You're assuming that the in-memory structure would not have a similar
indexing mechanism.
Now, I don't know the implementation of DataTable. But as a general
concept, there's absolutely no reason it couldn't be indexed in basically
the same way as a database. Conversely, if a database implements (for
example) an index as a simple sorted array that uses a binary search, it's
going to have the exact same liability that an in-memory structure paged
to the disk using the same indexing scheme would have.
> For example, a binary search on a memory-based collection might end up
> having to load half the file into memory, one page at a time, while a
> disk-based collection could keep all the necessary indexing data in a
> single page that never gets swapped out.
If that's a concern, why wouldn't someone just have a similar "index only"
data section for their data structure for the in-memory implementation?
It seems to me that if all you know is that one implementation is a
disk-based database and another is an in-memory data structure, that that
is not nearly enough information to tell you which will perform better.
Pete
Jesse McGrew - 20 Jan 2008 10:00 GMT
On Jan 17, 7:48 pm, "Peter Duniho" <NpOeStPe...@nnowslpianmk.com>
wrote:
> >> Why should a page file be slower than a ny other disk file ?
>
[quoted text clipped - 5 lines]
> true that _some_ in-memory collections may not be as effecient as a
> disk-based database.
Yes, it's possible to write an in-memory collection that will perform
as well when paged to disk as a disk-based collection. But the
specific collection types that have been mentioned here don't fit the
bill, nor do any of the other standard in-memory collections (AFAIK).
Jesse
Peter Duniho - 20 Jan 2008 18:19 GMT
> Yes, it's possible to write an in-memory collection that will perform
> as well when paged to disk as a disk-based collection. But the
> specific collection types that have been mentioned here don't fit the
> bill, nor do any of the other standard in-memory collections (AFAIK).

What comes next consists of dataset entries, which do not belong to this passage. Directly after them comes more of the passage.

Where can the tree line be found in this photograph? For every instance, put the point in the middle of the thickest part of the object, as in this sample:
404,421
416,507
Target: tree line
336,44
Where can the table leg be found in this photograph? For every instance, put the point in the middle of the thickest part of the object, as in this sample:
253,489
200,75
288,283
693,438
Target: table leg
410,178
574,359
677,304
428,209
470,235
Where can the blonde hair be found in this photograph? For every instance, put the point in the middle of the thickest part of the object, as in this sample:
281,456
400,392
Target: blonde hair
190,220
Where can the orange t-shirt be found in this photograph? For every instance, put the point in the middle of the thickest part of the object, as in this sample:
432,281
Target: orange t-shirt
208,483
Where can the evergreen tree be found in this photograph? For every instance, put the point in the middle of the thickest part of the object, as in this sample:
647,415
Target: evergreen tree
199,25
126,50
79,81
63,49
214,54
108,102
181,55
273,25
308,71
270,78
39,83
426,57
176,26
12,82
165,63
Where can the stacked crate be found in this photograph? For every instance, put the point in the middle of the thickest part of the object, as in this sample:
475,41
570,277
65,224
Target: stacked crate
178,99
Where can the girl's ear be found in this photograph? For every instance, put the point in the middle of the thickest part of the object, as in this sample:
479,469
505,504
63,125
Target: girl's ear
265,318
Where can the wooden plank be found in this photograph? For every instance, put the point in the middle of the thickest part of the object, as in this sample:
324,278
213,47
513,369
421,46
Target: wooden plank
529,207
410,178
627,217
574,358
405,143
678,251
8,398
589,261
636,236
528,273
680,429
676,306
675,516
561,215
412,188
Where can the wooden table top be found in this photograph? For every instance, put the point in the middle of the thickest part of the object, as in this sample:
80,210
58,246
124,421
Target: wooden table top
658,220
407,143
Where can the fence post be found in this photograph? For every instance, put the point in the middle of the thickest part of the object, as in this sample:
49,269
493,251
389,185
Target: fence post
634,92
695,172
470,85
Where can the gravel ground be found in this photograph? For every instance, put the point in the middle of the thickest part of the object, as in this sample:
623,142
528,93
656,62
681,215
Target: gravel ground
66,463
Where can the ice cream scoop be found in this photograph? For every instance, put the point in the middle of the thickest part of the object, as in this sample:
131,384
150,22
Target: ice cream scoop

I don't know about that. They may not be optimized for swapping behavior,
but any of the indexed collections are implemented with an index that is
separate from the data collection itself and finding an element requires
only iterating in some way through the index, not the entire data
collection. In the same way that a file-based, index-based collection
only needs to pull in data from an index file, rather than the entire
database itself, so too does a Dictionary<> (for example) only need to
pull in data from the hashed index, rather than the entire collection in
order to find a specific element.
Is there something you see as being particularly different about the two
scenarios? I'm not seeing it myself. I could imagine that there are
subtle differences in performance, but I don't see anything fundamentally
different about them.
Pete
Arne Vajhøj - 21 Jan 2008 01:18 GMT
> On Jan 17, 7:48 pm, "Peter Duniho" <NpOeStPe...@nnowslpianmk.com>
> wrote:
[quoted text clipped - 10 lines]
> specific collection types that have been mentioned here don't fit the
> bill, nor do any of the other standard in-memory collections (AFAIK).
It is not obvious to me why Hashtable/Dictionary<> should not
have nice O(1) characteristics for number of pages needed
to be read from disk.
Can you elaborate a bit ?
Arne